About David Navis
Shift Happens … and is happening now.
My passion is to be leading the shift.
How long will educators continue to teach in an ancient language? Today’s digital natives have grown up with digital technology such as computers, the Internet, mobile phones and MP3. Educator’s today are digital immigrant, individuals who grew up without digital technology and adopted it later. The language they speak is no longer the same.
Is the digital gap between the haves and have nots … or is it really between the digital Natives and digital immigrants? Our educational institutions are in such desperate need of upgrading. Most schools now have some form of technology, many schools are proud of their student to computer ratios. Our hardware in place, we’re wired and ready to go. But … what happened to our leaders, our educators, are they ready to meet the challenge.
I have worked in international schools for the last 25 years. For years most of them have been wired with the latest and greatest hardware and software. Yet, they’re still at the starting gate, There has not been the expected institutional shift, the paradigm shift that needs to happen. Our leaders and classroom teachers have not received the necessary professional development necessary to compete with industry today. Our brightest and best are leaving our schools so their voice may be heard.
This is my goal, this is my passion … to help train teachers. Now is the time to make the paradigm shift. To encourage and walk with educators into the next generation of learning. It is imperative to think a whole new way, to talk a new talk, to walk a new walk with students. Educators must (not just need) to communicate with their students in a whole new way.

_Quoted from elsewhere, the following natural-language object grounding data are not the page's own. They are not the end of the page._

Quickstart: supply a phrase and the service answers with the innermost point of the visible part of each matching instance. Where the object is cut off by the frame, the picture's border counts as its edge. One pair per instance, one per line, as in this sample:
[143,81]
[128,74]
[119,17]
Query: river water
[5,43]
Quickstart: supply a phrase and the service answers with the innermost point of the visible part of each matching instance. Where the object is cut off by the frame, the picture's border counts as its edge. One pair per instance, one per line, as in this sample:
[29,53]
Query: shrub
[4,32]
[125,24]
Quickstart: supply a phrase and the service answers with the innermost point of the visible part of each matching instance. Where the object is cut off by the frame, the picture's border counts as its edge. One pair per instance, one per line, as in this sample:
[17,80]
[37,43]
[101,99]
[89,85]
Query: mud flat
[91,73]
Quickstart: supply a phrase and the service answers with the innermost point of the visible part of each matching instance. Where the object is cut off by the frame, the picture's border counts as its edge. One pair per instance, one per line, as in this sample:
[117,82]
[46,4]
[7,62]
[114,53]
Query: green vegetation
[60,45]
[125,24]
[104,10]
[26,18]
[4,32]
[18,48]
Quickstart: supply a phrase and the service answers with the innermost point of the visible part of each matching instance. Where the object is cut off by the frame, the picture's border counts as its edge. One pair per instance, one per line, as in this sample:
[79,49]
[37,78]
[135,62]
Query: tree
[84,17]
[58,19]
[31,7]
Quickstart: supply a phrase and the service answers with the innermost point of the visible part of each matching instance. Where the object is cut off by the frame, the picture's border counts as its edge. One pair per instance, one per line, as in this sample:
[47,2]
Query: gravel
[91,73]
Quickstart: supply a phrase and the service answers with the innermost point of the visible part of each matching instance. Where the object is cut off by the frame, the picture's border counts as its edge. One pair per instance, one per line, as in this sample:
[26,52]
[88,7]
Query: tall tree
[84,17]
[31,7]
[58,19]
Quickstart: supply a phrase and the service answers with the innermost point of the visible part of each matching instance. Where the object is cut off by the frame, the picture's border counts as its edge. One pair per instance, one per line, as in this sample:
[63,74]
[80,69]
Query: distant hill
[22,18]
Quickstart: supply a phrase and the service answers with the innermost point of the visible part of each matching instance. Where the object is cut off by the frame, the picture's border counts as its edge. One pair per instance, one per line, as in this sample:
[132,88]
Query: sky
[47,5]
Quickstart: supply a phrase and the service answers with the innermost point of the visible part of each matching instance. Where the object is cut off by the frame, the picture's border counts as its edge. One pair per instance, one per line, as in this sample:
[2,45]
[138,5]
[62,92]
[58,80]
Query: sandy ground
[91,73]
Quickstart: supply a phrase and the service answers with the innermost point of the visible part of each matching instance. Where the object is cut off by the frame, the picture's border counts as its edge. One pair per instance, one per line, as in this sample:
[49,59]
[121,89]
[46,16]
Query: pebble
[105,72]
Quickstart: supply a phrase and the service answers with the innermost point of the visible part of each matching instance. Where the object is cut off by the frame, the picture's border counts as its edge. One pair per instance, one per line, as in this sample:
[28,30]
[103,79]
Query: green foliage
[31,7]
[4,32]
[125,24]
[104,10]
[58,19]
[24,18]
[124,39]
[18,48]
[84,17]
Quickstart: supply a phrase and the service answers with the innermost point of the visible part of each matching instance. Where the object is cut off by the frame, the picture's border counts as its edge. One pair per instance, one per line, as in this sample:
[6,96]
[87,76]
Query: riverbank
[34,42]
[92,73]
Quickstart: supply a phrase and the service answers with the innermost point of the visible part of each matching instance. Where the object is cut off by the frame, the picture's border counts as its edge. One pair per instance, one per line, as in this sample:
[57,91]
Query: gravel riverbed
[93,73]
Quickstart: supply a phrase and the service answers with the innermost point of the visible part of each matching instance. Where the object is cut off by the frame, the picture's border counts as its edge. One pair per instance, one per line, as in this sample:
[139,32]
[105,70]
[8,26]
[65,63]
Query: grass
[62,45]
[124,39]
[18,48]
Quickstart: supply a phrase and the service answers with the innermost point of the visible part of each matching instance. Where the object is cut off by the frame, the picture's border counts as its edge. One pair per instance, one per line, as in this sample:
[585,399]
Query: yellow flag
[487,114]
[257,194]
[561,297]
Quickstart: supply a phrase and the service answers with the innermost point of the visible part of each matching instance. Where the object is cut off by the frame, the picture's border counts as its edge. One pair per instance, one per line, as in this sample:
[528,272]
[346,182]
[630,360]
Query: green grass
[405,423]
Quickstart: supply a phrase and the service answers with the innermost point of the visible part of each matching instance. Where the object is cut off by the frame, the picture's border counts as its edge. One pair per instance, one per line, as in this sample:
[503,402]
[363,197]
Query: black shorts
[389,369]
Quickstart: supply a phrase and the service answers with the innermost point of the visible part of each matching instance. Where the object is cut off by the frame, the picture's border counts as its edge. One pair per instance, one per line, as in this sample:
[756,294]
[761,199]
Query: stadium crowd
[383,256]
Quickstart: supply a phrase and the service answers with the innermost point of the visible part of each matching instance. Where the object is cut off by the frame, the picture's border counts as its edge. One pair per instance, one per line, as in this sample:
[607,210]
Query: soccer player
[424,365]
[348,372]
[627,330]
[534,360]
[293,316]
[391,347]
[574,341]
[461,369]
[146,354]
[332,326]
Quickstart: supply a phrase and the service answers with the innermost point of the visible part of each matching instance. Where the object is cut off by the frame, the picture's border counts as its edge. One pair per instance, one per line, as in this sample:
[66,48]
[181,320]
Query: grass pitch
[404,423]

Otto was scoring 45% – 55% in his 10th grade classes. He had no drive or desire to succeed at school. Yet, he took the time to organize his friends to play games on the internet. He reserved a ‘game room’, rented a bus, organized a meeting place, refreshments, times … he did it all. It was a massive undertaking all on his own outside of school and class.

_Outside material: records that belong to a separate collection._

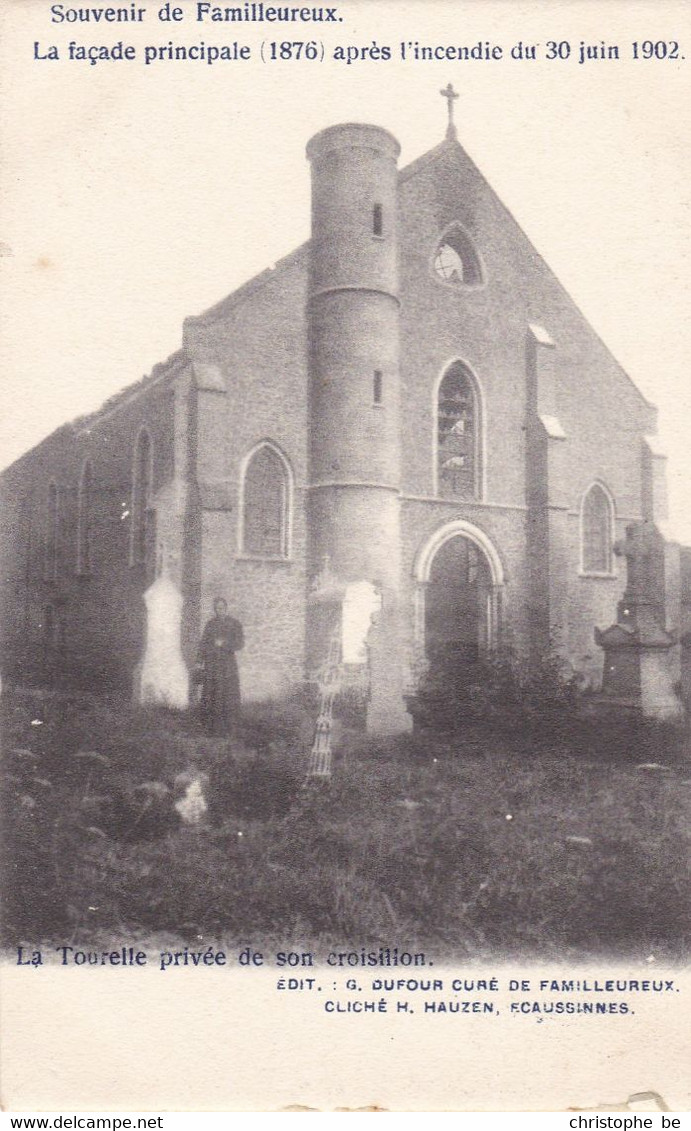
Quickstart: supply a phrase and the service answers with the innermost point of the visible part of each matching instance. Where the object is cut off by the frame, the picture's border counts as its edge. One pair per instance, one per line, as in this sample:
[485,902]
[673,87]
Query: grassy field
[512,844]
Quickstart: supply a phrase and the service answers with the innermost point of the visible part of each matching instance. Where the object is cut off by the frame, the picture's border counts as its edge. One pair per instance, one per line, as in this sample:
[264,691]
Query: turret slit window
[141,500]
[84,521]
[458,436]
[266,502]
[52,533]
[597,531]
[378,387]
[456,260]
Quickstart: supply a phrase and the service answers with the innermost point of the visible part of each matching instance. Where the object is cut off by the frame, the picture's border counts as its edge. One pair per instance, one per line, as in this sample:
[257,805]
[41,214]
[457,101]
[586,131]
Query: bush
[501,692]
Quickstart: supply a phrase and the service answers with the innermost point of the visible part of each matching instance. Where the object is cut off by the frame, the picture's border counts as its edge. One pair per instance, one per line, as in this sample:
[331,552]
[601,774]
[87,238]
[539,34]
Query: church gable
[471,285]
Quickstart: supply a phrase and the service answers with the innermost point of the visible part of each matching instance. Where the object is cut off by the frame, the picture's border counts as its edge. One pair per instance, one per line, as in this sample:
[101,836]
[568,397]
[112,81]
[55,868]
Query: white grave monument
[163,674]
[362,601]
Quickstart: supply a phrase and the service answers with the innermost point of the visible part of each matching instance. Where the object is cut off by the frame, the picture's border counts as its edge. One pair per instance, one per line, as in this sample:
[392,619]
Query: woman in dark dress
[222,638]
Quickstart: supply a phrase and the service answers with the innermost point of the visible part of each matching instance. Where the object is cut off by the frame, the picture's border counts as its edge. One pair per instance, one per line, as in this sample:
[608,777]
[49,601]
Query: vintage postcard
[346,555]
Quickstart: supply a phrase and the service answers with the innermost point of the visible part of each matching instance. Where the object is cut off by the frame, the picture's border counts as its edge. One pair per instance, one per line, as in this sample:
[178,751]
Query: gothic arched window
[458,456]
[456,260]
[52,533]
[597,531]
[84,520]
[143,475]
[266,501]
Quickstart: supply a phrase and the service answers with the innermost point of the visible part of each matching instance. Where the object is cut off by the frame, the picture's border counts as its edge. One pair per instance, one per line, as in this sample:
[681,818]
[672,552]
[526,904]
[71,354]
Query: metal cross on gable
[450,95]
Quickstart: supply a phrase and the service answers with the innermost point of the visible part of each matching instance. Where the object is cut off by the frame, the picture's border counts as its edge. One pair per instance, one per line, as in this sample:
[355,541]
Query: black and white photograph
[346,546]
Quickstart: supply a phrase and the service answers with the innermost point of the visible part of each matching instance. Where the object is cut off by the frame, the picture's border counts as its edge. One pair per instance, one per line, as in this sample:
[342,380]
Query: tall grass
[471,843]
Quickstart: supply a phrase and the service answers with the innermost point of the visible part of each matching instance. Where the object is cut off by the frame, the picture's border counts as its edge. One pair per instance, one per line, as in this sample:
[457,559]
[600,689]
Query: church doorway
[459,580]
[457,607]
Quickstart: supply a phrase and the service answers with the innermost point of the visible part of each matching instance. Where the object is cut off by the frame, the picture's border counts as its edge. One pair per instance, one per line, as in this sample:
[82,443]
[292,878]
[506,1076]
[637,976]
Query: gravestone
[162,676]
[361,603]
[639,672]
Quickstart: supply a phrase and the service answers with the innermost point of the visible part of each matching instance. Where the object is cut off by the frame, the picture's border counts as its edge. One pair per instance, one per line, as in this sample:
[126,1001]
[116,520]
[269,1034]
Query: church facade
[409,399]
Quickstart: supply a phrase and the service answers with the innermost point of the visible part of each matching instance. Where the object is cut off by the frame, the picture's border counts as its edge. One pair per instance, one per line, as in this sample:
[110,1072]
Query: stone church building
[412,399]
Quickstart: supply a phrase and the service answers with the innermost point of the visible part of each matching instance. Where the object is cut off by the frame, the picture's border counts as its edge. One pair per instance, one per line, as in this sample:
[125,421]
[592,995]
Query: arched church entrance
[459,579]
[457,612]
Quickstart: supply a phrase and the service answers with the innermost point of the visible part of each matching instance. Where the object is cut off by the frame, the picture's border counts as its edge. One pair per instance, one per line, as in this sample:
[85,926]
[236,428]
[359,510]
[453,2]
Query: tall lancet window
[266,502]
[458,432]
[84,520]
[597,531]
[52,534]
[141,500]
[456,260]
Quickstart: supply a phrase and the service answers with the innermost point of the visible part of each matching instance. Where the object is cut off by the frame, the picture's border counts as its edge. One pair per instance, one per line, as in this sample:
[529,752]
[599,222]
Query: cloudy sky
[135,196]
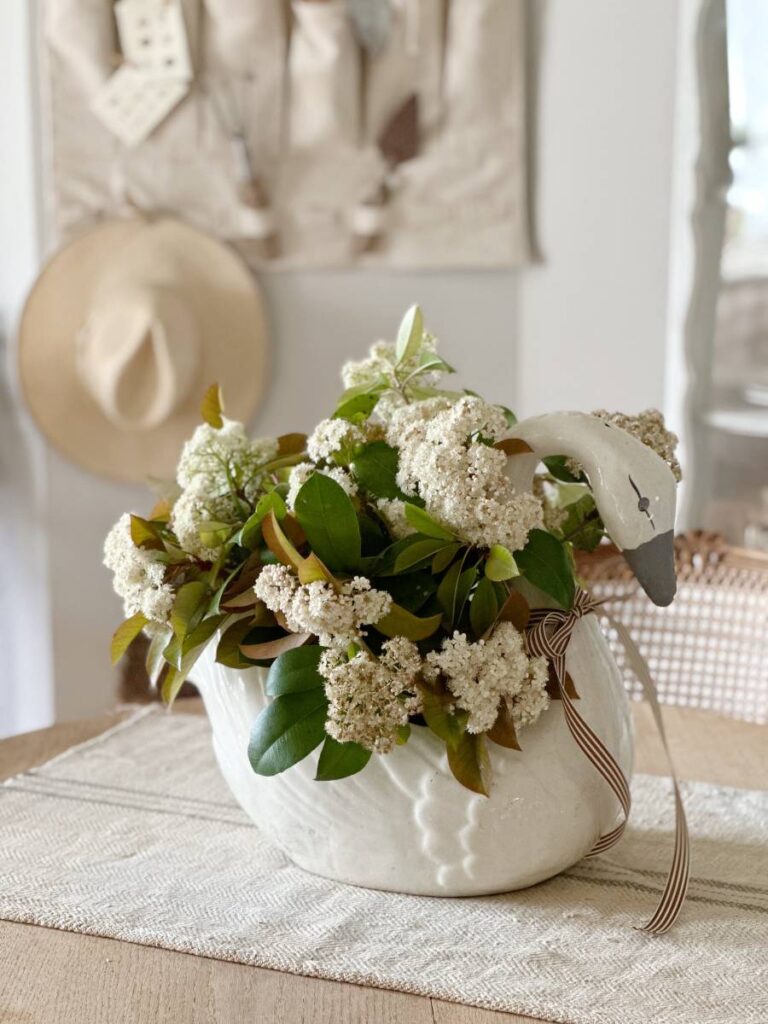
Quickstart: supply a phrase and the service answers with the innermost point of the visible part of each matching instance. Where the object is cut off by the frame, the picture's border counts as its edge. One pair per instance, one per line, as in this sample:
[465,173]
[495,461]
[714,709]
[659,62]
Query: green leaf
[176,676]
[410,334]
[424,522]
[328,517]
[340,760]
[454,590]
[515,609]
[250,535]
[144,535]
[177,649]
[312,570]
[469,763]
[418,552]
[583,526]
[375,468]
[483,607]
[291,443]
[188,607]
[295,672]
[358,401]
[228,651]
[125,634]
[213,534]
[444,557]
[449,726]
[503,731]
[274,648]
[291,727]
[545,562]
[155,660]
[500,564]
[411,591]
[211,407]
[399,623]
[279,544]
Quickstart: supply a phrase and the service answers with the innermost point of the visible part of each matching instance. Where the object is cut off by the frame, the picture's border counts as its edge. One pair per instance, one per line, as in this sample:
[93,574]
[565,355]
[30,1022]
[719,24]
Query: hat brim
[225,302]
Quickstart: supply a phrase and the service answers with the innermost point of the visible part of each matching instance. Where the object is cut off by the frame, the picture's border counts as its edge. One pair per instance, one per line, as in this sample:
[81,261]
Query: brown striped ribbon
[548,634]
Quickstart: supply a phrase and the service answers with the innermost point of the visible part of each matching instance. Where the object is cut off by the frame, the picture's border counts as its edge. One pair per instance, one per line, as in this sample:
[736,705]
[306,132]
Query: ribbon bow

His parents asked the teacher if there was something Otto could do to help his grades. The teacher leaned back, folded her arms, and told the parents, “No.” Yet, if the parent had taken an interest in Otto and his gamers, she would have seen the real learning that was going on. She could have asked him to present his work in class, to reflect on how he could make the event even better and more successful.
Otto was a failure in her eyes. Today Otto owns a gaming company worth hundreds of thousands of dollars. Today Otto is a success in the eyes of the world.